Unfortunately, a social game of footy ruined McIlroy’s goal of playing a year ago at St. Andrews but technically he can become the first player since Harrington to be handed back-to-back Claret Jugs.
And McIlroy would dearly love the scenario he faced at Royal Liverpool walking down the last hole leading by two and needing just a regulation par to become Open Champion.
He said: “Luckily for me at Hoylake I had a few putts up my sleeve to win The Open so it wasn’t quite as pressure-packed as it might have been but it was still special given from how I had grown up watching The Open and then knowing my name was now added to a long list of some of the greats in the game was probably more special to me.

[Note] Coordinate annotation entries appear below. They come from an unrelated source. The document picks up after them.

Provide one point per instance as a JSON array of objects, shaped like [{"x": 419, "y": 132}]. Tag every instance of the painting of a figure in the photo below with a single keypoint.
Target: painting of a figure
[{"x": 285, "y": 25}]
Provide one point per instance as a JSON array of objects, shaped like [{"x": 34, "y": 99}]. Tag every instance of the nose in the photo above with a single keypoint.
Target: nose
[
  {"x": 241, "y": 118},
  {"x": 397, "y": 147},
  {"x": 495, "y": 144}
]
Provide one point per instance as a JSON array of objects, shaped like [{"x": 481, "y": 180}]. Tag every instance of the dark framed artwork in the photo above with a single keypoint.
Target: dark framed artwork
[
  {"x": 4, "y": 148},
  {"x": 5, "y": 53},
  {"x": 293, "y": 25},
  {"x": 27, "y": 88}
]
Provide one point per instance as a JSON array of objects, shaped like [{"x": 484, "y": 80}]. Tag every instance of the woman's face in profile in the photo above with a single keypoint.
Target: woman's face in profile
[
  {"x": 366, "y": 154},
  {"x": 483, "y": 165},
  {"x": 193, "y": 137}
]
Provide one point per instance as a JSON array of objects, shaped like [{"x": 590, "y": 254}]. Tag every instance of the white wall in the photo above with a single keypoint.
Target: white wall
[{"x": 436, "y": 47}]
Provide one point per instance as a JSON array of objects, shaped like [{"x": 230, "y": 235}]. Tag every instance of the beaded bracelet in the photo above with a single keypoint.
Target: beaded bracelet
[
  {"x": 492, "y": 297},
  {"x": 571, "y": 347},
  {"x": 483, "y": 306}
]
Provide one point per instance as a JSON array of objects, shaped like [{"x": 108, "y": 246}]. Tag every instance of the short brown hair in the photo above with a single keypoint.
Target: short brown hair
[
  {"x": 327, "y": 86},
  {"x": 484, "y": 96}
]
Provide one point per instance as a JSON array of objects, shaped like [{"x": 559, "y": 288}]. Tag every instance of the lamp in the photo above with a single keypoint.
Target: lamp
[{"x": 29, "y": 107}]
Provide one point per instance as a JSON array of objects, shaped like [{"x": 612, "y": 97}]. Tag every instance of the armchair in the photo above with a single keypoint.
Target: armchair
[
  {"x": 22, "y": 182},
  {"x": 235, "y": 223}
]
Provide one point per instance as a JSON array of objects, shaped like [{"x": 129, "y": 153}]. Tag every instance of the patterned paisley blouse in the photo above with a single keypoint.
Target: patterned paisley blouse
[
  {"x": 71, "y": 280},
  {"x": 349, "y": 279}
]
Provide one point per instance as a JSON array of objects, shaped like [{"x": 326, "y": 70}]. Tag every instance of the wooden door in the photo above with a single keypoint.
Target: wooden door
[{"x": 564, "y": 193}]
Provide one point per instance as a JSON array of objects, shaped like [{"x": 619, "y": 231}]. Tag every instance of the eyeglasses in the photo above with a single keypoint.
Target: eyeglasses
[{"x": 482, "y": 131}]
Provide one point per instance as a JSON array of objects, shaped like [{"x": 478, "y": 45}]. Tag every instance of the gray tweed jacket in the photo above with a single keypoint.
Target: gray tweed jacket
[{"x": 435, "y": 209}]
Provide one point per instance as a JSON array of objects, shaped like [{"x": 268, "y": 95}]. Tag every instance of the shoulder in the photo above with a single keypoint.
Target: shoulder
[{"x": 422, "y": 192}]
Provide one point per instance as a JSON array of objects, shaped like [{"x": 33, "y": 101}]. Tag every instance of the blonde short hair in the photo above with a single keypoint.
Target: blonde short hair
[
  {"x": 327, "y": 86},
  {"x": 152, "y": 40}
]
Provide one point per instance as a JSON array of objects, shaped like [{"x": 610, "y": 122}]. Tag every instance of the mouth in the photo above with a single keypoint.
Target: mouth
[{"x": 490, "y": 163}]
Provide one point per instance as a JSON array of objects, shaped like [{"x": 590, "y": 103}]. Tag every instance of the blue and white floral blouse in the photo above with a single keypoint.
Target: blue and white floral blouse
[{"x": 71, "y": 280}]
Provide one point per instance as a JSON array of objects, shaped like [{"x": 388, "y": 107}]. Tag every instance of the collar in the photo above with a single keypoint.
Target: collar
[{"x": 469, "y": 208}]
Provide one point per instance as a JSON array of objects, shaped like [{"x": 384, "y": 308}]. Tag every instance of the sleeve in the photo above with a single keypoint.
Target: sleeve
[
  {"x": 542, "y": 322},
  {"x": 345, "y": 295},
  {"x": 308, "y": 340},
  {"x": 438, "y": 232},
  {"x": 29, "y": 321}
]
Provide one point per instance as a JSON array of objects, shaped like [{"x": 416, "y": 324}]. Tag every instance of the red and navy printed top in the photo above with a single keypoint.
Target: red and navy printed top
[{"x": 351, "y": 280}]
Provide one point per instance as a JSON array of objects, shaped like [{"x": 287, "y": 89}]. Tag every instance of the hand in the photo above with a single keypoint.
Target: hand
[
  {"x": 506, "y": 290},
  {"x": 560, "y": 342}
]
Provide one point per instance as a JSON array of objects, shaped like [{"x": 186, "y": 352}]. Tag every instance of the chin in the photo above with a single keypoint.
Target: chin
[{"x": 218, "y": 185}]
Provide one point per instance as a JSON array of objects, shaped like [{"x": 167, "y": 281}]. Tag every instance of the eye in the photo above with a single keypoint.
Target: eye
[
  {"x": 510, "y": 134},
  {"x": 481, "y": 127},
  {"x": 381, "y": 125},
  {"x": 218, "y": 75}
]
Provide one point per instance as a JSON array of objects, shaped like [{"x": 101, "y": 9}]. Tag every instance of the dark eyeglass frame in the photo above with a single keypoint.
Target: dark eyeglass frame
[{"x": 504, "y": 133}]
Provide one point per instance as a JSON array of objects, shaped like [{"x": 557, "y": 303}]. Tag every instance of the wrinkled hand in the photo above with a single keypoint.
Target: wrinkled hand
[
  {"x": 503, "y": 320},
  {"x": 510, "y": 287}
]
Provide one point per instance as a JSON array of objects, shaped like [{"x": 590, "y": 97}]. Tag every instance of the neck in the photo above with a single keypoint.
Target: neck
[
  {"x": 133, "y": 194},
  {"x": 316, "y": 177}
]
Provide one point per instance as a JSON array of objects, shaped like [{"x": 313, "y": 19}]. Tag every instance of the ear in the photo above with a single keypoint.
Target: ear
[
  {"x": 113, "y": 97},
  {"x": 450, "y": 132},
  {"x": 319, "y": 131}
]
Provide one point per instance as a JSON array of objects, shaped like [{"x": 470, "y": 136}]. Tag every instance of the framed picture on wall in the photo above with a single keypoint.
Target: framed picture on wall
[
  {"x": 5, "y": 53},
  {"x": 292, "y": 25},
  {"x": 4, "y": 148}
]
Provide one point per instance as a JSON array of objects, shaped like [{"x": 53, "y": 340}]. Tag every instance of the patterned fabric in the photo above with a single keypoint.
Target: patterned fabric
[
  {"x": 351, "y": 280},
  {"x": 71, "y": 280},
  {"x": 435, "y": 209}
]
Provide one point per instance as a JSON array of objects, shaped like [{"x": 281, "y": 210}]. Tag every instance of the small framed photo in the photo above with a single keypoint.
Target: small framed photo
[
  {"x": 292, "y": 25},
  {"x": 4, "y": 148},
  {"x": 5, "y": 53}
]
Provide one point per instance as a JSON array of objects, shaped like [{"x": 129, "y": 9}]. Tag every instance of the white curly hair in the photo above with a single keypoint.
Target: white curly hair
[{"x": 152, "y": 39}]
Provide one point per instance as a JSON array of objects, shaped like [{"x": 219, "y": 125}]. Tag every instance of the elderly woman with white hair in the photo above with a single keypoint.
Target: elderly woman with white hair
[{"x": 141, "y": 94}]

“Of course, holing the winning putt at Hoylake was the realisation of a long goal I had since I was first introduced to The Open.
“And the fact that the championship is played on a links course and the course can play so different from day-to-day and that it is the real uniqueness about The Open.
“The one thing also what is unique is the one-tee start with the first players out at 6.30am and the last not till around 4pm.
“I have often at The Open being thankful for the tee times I am given but then over the course of the four day’s conditions sort of even out for everyone. There’s also that links terrain, the wind and sometimes the rain, as they can all play a massive factor.”
And when McIlroy was asked in one word to describe golf’s oldest Major?
He said: “Unpredictable, yes unpredictable.”